Kadang tiba-tiba Hana termenung, itu tidak luput dari pandangan Matsunaga. Namun kemudian Matsunaga mengajak bicara lagi dan suasana menjadi riang lagi.
Ketika ketiga kalinya Hana termenung, Matsunaga berkata padanya. "Apakah tidak apa-apa mengajakmu pergi?" tanyanya.
"Tentu saja! Kenapa?"
"Bagaimana dengan dia?"
"Dia?" Hana membeo. Dia tidak ada ide siapa yang Matsunaga sebut 'Dia'.
"Ya, Presdir Huang Enterprise. Kau sangat mengkhawatirkannya. Kau.. menyukainya kan?" Hana menoleh, menatap Matsunaga kaget tapi kemudian matanya menyendu. Orang yang belum lama dia temui saja tau jika dia menyukai Shinji. Tapi kenapa pria itu tidak juga menyadarinya. Atau mungkin dia menyadarinya tapi mengabaikannya?
"Kau mengetahuinya, ya?" ucapnya pahit. Justru orang lain yang menyadarinya! Lalu dia harus bagaimana lagi sampai Shinji mengetahuinya. Apa dia harus mengatakannya dengan tidak tau malu di depan Shinji?
"Ya, terlihat jelas." gumam Matsunaga, kemudian mereka diam hingga mereka sampai pada tujuan. Mereka masih diam walau sudah sampai di parkiran.
"Kita sudah sampai." itu yang diucapkan Matsunaga. Hana mengangguk lalu membuka pintu. Matsunaga menahannya dan sedikit menarik gadis itu supaya memandangnya. "Maaf, aku membuatmu tidak nyaman karena pembicaraan itu."
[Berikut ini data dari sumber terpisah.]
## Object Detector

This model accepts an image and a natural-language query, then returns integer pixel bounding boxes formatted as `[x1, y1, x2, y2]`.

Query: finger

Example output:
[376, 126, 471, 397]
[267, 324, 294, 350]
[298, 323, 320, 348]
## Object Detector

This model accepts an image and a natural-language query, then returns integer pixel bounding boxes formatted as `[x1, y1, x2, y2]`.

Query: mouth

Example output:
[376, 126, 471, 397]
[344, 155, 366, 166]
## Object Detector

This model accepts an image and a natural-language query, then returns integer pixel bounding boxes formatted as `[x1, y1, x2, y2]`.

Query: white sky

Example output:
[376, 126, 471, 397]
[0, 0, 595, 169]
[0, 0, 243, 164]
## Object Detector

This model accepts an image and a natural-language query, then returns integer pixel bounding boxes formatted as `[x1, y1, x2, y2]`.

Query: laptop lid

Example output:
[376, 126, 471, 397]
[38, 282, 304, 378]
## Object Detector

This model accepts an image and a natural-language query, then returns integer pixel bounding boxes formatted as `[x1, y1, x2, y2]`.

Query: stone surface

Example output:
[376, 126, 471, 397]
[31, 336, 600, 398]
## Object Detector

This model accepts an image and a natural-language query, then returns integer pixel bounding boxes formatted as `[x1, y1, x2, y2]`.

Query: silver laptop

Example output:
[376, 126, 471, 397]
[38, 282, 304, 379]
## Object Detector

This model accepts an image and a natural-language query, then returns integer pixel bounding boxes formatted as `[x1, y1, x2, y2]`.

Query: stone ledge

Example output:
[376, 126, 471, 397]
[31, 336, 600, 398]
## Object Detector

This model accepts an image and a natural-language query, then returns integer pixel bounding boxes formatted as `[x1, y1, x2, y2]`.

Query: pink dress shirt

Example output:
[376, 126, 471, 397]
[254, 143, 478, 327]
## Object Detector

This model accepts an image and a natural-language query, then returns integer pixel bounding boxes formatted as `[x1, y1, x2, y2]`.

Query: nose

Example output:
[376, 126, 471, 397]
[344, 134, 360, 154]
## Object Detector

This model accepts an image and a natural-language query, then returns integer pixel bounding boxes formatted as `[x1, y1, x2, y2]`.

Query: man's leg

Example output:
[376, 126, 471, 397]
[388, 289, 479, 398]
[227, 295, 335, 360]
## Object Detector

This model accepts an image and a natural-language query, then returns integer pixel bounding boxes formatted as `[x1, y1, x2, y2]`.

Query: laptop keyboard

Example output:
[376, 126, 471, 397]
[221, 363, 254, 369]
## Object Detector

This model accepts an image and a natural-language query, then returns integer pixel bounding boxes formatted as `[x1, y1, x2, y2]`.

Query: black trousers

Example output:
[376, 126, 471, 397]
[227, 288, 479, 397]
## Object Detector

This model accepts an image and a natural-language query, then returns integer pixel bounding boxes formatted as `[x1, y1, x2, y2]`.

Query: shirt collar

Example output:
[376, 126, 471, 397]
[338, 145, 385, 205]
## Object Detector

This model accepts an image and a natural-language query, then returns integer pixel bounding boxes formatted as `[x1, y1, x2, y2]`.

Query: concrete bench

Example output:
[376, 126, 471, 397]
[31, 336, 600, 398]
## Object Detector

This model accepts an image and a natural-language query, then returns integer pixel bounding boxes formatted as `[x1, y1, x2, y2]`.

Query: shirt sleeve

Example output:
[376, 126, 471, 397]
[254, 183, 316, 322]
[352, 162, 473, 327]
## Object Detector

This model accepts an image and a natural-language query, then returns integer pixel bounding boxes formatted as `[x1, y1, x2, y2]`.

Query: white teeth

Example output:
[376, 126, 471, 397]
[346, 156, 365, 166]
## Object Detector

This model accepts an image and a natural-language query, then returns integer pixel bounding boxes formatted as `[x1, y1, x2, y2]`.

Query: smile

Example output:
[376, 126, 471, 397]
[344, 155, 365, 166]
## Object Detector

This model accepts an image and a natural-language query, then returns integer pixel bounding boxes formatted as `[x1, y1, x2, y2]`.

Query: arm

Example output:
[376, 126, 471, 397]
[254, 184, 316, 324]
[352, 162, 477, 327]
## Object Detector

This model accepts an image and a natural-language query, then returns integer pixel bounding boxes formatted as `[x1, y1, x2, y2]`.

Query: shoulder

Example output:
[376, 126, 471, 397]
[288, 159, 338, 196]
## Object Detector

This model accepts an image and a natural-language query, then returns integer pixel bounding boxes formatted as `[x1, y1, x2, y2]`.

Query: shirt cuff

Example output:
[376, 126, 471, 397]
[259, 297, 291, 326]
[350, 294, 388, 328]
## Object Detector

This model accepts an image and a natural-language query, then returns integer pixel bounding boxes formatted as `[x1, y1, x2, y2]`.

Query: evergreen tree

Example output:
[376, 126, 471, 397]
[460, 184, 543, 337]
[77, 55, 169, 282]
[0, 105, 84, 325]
Hana menggeleng. "Tidak. Itu memang benar. Aku memalukan ya? Tidak menutupi rasa suka ku padanya, bahkan sampai orang lain mengetahuinya. Dia bahkan tidak menyadarinya, tapi-" Matsunaga tidak tahan mendengar suara Hana yang makin parau dan hendak menangis. Dia memeluknya.
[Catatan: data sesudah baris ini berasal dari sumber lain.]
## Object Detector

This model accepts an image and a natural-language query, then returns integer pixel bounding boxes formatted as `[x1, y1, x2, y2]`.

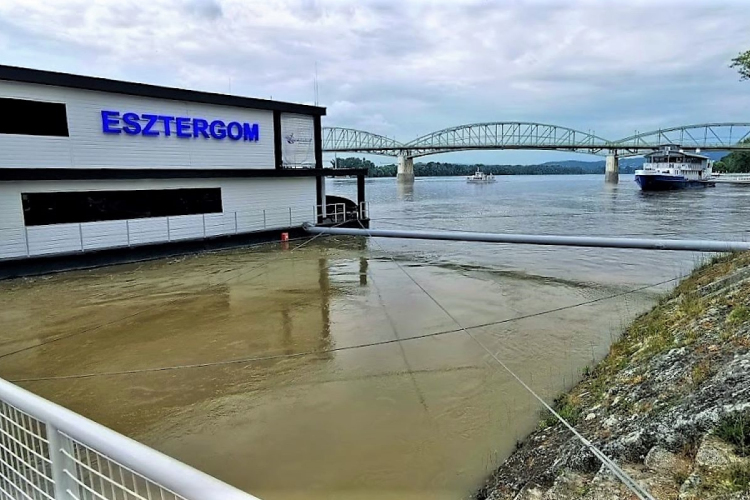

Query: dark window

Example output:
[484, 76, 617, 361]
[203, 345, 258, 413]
[0, 97, 68, 137]
[21, 188, 222, 226]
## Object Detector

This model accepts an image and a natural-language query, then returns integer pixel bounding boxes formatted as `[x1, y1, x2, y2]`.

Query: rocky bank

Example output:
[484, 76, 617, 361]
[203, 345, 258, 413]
[476, 253, 750, 500]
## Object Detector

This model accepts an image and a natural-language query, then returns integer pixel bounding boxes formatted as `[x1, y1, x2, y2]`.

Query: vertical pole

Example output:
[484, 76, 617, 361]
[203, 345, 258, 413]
[47, 424, 80, 499]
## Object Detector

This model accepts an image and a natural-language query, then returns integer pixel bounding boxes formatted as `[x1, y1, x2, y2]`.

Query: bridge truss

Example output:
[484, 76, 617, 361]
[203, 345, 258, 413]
[323, 122, 750, 158]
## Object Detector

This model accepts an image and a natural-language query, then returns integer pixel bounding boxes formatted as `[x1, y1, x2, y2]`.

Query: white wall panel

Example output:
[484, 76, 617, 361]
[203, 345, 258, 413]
[0, 81, 278, 168]
[0, 177, 316, 259]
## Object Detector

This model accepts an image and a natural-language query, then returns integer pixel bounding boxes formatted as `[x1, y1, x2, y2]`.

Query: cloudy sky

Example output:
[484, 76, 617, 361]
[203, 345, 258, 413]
[0, 0, 750, 163]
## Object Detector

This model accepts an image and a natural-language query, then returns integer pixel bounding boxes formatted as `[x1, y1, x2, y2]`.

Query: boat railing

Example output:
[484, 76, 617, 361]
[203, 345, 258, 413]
[0, 379, 257, 500]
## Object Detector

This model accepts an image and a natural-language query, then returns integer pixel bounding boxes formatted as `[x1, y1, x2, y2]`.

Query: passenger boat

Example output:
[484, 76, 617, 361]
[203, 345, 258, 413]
[466, 168, 495, 184]
[635, 147, 716, 191]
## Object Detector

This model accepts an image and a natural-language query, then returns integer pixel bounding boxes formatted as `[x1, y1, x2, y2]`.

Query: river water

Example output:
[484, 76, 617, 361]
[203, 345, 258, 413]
[0, 176, 750, 500]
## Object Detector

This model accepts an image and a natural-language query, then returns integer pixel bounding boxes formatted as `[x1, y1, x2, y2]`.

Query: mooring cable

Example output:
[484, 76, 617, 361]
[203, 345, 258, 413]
[9, 276, 682, 383]
[0, 221, 346, 359]
[360, 222, 654, 500]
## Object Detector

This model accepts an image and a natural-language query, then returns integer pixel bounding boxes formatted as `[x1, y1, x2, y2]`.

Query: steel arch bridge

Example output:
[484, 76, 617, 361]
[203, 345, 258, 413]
[323, 122, 750, 158]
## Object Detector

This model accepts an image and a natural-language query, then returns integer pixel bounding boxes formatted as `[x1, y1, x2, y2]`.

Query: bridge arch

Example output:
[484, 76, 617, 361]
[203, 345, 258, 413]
[404, 122, 611, 157]
[323, 127, 404, 156]
[615, 122, 750, 155]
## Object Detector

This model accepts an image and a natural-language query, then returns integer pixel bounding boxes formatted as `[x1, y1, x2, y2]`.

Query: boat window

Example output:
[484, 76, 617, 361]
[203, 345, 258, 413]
[21, 188, 222, 226]
[0, 97, 69, 137]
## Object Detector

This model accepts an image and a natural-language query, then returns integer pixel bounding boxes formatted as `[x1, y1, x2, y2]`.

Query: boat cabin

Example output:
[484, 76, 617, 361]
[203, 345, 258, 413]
[643, 148, 711, 179]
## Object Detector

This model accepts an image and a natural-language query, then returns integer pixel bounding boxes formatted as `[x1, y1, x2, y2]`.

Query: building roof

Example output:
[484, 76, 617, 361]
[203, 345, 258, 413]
[0, 65, 326, 116]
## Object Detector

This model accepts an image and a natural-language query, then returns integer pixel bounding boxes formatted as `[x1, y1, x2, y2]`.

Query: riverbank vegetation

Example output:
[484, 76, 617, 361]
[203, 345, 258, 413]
[714, 138, 750, 174]
[477, 253, 750, 500]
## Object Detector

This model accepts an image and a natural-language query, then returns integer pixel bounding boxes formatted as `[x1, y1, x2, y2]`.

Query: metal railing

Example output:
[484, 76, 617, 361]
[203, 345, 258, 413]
[313, 201, 369, 223]
[0, 379, 257, 500]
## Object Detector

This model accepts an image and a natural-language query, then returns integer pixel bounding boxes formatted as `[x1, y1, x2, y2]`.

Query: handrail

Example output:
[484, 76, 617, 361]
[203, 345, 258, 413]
[0, 378, 258, 500]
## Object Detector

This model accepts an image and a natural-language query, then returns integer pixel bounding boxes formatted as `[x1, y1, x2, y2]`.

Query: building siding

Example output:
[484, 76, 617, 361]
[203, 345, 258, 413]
[0, 81, 282, 169]
[0, 177, 315, 259]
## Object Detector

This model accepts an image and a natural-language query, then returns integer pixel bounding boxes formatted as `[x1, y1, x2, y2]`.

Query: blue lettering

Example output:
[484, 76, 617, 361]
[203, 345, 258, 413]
[227, 122, 242, 141]
[208, 120, 227, 139]
[141, 115, 159, 137]
[175, 116, 192, 137]
[193, 118, 208, 139]
[122, 113, 141, 135]
[101, 110, 260, 142]
[159, 115, 174, 137]
[102, 110, 122, 134]
[242, 123, 260, 141]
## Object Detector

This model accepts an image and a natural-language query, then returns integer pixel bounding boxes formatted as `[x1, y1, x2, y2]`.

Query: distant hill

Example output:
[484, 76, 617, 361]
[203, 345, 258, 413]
[541, 151, 728, 174]
[331, 151, 727, 177]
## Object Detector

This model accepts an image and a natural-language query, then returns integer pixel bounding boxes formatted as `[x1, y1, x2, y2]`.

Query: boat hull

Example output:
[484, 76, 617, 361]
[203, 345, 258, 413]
[635, 175, 714, 191]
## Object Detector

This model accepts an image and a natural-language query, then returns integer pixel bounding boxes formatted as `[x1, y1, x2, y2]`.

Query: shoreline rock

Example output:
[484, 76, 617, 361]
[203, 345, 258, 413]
[476, 253, 750, 500]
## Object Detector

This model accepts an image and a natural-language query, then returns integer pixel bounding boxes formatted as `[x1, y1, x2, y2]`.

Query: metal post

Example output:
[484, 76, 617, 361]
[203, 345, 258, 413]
[47, 424, 80, 499]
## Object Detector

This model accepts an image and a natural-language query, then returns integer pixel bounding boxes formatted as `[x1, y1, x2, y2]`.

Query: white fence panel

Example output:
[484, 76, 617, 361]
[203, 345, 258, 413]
[0, 228, 26, 259]
[169, 215, 203, 241]
[206, 212, 238, 237]
[81, 220, 128, 250]
[0, 379, 258, 500]
[27, 224, 81, 255]
[266, 207, 290, 229]
[237, 210, 266, 233]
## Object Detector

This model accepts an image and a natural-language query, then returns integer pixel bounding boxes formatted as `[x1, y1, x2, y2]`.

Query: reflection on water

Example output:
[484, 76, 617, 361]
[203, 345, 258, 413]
[5, 177, 748, 500]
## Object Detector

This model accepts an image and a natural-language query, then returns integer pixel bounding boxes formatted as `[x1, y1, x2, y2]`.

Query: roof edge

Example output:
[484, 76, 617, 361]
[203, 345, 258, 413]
[0, 64, 326, 116]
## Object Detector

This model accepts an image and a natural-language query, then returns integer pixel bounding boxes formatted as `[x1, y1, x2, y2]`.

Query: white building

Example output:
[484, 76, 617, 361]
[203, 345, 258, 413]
[0, 66, 364, 276]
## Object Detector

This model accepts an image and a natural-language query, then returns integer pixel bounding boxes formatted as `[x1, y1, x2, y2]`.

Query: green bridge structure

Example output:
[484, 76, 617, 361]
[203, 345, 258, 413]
[322, 122, 750, 183]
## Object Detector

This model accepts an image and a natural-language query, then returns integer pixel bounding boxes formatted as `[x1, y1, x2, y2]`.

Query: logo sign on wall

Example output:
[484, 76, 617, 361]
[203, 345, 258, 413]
[281, 114, 315, 168]
[101, 110, 260, 142]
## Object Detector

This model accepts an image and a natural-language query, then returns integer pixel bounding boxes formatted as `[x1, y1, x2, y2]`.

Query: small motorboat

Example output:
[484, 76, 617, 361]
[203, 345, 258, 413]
[466, 168, 495, 184]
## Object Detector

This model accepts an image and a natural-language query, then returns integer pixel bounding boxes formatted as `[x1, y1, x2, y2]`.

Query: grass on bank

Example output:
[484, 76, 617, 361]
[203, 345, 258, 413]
[539, 252, 750, 429]
[714, 411, 750, 457]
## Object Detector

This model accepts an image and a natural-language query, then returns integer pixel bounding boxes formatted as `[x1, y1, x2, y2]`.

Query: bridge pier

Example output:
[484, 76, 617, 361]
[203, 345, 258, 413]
[604, 153, 620, 184]
[396, 154, 414, 184]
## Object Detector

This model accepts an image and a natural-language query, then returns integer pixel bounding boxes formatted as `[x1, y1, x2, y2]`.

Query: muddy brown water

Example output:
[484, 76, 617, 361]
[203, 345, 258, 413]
[0, 176, 750, 500]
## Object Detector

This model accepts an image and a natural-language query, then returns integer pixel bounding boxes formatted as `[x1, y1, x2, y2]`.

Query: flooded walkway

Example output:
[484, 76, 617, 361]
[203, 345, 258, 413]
[0, 176, 750, 500]
[0, 238, 650, 500]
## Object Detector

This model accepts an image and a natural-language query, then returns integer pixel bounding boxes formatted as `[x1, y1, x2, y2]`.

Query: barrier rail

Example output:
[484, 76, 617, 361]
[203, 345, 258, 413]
[0, 379, 258, 500]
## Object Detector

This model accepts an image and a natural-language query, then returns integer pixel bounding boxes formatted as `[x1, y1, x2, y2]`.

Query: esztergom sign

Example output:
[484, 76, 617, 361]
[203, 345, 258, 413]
[102, 110, 260, 141]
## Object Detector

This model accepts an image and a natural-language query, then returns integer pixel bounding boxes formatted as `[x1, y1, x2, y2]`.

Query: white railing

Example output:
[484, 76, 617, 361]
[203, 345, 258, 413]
[0, 203, 367, 260]
[0, 379, 257, 500]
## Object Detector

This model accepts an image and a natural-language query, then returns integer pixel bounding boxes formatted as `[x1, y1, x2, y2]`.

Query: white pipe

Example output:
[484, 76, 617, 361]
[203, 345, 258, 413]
[0, 378, 258, 500]
[304, 223, 750, 252]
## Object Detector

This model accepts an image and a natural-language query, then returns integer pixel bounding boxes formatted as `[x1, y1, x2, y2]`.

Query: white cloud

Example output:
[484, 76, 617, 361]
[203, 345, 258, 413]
[0, 0, 750, 161]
"Kau hebat." pujinya dengan gumaman pelan di dekat telinganya. Hana menitikkan air mata saat mendengar itu. Tangisnya mulai tidak terkendari saat Matsunaga mengusap puncak kepalanya. Menggumamkan kalimat menenangkan.
Hana tidak peduli. Dia masih terus menangis. Dia sedih dan juga lega saat ada yang memuji keberaniannya tentang menunjukan perasaan yang begitu jelas. Dia bahkan tidak menduga pujian itu datang dari orang yang baru empat kali dia temui.
"Terimakasih.." gumam Hana. Dia mengeratkan tangannya pada kemeja Matsunaga. "Terimakasih." gumamnya lagi.